There are reportedly two reasons why the combination of a queen and a seven as hole cards are known in some quarters as the computer hand. Some claim that it’s because computer analysis of poker hands revealed that being dealt the queen-seven combo gives you a fifty-fifty chance of being ahead or behind any other two cards in the deal.
However, others are of the belief that the nickname comes from IBM computer’s Q7 Sage, which was the largest computer ever built when it was released. Regardless of the reasoning, it’s not a bad hand to be dealt if you’re sitting around a poker table. If you can pair it with the ice-cold analysis of the situation that a computer would boast then you’ll be well-placed to win.
Daniel Negreanu is a well-known poker player and a member of the Poker Hall of Fame, having added six World Series of Poker bracelets and two World Poker Tour titles to his list of achievements over the years. By 2019, he had earned the title of being the third-highest live poker tournament winner of all time behind Justin Bonomo and Bryn Kenney.
Part of the reason he was able to rack up more than $42 million in prize money was the fact that he always felt confident when he was dealt hold cards of ten and seven as long as they were suited. He has won numerous times with exactly that hand, hence the association between him and those two cards, as well as his love of being dealt them.
Exxon Valdez / Big Slick
These nicknames are amongst those given to the combination of an ace and a king, with the big difference here being that they specifically need to be either clubs or spades to take on either of these titles. It comes from the fact that the Exxon Valdez oil tanker spilled nearly eleven million gallons of oil into the Prince William Sound.
Oil, of course, is black and thick, hence its association with the big slick. The accident happened on the twenty-fourth of March in 1989 and the link to the powerful poker hand came along not long after. In the world of strange coincidences, the tanker was made up of twenty-one crew members, with ace and king adding together to make the same number.
If you’re a fan of films, music and poker then it shouldn’t be too hard to work out which two cards you’ll need to be dealt in order to have the Dolly Parton.
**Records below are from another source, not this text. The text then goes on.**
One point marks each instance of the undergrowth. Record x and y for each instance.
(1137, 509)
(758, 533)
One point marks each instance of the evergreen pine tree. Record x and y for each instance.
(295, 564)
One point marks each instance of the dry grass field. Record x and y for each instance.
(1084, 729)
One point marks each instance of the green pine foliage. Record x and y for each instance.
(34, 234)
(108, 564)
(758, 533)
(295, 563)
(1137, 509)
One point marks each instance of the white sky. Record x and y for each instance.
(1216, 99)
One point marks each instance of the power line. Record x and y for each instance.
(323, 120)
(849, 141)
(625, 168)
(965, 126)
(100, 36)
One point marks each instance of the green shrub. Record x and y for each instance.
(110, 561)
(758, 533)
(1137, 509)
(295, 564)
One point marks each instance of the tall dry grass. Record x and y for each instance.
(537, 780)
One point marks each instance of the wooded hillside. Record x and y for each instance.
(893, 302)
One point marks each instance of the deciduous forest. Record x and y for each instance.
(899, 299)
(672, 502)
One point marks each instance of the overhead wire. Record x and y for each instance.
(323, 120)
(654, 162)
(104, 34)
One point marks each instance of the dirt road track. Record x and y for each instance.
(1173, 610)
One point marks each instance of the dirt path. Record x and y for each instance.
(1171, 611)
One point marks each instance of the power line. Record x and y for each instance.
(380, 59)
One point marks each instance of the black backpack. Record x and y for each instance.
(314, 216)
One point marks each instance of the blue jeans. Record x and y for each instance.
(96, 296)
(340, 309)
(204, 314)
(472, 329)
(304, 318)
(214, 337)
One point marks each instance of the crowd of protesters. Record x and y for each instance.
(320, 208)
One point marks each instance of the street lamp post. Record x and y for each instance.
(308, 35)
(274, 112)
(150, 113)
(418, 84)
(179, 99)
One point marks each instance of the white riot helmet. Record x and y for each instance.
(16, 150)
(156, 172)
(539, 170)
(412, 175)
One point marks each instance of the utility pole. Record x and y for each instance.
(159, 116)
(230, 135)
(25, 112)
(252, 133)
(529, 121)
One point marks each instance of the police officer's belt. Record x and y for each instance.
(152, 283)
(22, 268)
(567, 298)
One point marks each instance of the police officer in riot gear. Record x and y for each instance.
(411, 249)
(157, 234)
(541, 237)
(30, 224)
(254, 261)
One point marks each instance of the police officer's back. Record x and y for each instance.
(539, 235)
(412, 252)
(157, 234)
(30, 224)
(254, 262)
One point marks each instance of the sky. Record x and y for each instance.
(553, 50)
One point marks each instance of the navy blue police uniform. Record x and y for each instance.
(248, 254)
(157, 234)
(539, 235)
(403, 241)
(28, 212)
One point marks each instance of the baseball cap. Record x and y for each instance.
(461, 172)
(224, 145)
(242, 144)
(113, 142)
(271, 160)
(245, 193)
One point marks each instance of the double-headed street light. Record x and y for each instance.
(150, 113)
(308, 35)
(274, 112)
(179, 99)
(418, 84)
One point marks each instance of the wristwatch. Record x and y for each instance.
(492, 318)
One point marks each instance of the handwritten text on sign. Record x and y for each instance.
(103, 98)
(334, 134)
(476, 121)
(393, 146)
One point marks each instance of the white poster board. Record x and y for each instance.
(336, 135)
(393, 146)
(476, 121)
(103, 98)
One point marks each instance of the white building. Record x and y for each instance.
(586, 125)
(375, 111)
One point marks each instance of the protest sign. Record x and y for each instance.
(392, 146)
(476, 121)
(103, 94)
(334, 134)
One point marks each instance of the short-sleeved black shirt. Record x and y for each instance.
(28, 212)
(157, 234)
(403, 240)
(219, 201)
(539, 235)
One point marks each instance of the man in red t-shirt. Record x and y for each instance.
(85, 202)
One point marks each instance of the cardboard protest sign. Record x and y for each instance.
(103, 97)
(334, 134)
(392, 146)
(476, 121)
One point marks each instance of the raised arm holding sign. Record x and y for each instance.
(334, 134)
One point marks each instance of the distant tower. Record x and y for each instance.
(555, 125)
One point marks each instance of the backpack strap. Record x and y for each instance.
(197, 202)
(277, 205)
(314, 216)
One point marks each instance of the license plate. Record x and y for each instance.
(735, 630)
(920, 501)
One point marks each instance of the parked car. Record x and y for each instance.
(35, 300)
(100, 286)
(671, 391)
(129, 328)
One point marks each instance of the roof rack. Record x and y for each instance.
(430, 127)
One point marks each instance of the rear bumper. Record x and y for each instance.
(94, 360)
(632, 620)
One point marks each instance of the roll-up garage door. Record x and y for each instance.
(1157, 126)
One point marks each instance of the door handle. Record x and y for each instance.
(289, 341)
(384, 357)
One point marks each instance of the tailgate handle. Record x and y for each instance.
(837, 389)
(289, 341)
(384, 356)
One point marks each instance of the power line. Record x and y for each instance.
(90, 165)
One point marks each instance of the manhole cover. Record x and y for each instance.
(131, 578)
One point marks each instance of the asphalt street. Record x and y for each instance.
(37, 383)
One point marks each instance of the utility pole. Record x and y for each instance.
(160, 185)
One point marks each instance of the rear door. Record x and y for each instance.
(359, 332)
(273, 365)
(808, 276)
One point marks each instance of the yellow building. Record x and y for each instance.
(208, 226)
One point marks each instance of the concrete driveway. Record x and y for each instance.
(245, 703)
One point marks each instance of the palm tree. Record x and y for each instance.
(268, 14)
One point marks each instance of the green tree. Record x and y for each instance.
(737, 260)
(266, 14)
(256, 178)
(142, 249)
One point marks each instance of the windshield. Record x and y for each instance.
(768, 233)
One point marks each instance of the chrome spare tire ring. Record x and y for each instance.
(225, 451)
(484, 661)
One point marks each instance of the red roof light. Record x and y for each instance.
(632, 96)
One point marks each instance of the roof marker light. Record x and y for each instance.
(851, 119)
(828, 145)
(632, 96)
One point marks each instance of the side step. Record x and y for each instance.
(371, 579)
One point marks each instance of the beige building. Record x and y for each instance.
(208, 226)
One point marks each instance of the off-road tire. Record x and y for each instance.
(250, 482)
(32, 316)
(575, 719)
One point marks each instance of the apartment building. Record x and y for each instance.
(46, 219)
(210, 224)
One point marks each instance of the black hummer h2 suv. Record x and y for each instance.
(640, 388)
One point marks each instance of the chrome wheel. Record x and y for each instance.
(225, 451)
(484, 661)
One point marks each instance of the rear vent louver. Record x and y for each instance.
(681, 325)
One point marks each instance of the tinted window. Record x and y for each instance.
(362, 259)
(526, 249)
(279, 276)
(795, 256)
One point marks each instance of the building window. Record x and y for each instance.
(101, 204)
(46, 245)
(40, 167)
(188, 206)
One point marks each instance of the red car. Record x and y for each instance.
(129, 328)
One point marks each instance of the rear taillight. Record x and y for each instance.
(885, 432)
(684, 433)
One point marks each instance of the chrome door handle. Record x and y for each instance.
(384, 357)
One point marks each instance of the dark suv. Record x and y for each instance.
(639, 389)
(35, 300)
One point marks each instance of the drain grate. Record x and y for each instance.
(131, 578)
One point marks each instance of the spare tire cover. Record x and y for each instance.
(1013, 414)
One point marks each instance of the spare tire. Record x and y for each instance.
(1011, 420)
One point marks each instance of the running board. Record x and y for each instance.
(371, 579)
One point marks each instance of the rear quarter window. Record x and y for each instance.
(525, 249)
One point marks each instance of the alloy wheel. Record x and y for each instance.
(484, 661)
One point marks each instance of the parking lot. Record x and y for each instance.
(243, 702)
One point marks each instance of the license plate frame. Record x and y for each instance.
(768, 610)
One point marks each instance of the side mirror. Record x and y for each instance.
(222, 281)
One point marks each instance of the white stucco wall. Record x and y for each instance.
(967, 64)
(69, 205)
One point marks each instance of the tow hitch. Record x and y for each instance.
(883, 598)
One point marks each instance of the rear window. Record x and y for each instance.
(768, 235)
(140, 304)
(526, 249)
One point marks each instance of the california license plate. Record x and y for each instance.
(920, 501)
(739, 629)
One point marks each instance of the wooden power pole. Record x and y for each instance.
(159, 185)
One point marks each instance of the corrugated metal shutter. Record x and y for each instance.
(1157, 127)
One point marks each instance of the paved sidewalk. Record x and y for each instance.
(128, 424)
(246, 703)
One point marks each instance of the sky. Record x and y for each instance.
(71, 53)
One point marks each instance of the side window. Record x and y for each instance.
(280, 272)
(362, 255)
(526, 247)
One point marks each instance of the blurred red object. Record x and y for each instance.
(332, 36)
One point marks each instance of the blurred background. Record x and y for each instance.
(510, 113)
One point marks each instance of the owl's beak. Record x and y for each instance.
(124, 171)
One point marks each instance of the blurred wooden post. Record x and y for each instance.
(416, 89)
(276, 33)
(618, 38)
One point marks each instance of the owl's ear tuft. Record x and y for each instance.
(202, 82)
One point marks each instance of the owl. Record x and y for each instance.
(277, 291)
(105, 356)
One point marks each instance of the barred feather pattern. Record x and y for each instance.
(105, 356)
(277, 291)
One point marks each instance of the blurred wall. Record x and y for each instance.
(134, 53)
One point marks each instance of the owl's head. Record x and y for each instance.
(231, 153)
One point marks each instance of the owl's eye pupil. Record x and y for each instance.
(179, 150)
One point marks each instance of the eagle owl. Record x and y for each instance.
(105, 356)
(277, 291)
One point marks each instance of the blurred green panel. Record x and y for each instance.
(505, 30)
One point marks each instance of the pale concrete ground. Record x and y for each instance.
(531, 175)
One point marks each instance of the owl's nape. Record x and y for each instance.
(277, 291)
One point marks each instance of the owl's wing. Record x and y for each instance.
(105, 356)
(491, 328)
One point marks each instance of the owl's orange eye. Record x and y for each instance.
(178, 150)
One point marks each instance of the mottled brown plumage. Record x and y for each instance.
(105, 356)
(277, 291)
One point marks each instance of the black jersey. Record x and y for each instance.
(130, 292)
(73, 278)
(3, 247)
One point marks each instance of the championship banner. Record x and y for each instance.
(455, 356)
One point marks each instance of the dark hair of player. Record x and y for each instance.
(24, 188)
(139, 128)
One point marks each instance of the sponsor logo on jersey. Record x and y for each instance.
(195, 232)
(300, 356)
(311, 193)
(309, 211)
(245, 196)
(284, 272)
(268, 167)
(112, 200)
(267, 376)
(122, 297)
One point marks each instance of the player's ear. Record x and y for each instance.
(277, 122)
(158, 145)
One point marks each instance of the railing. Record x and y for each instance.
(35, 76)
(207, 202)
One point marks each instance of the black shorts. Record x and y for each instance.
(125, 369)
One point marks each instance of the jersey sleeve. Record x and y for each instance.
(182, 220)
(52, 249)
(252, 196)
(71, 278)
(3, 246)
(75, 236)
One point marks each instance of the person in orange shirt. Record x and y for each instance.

One of the stars of the film 9 to 5 alongside Lilly Tomlin and Jane Fonda, the western singer also sang the theme tune from it and has forever been associated with hole cards of nine and five since.
It’s sometimes called a Working Man’s Hand because of the link between working nine to five and putting in a good shift at work, but for most people it will only ever be the Dolly Parton. It’s one of many such hands that are associated with people because of movies or TV shows, such as a two and four being known as the Jack Bauer because of 24.
The reality is that there are countless poker hands associated with people or things for all sorts of reasons. Some of them are less politically correct than others, such as a paring of a jack and a five being known as the Jackson Five, but then becoming the Jackson Five Motown if both cards are made up of clubs and spades.
Eight and four as a hand is known as Big Brother because of the George Orwell novel 1984, whilst a three and an ace is known as Baskin Robins because the ice cream company reportedly had thirty-one flavours. A pair of twos is known as a Desmond thanks to the Archbishop of South Africa being called Desmond Tutu.
If you’re playing poker or watching it being played and you hear a commentator or fellow poker player refer to a hand by a certain nickname that you’ve never heard before, it’s worth asking what they mean if you can. The stories they’ll come out with will almost certainly be a delight to hear and learn about.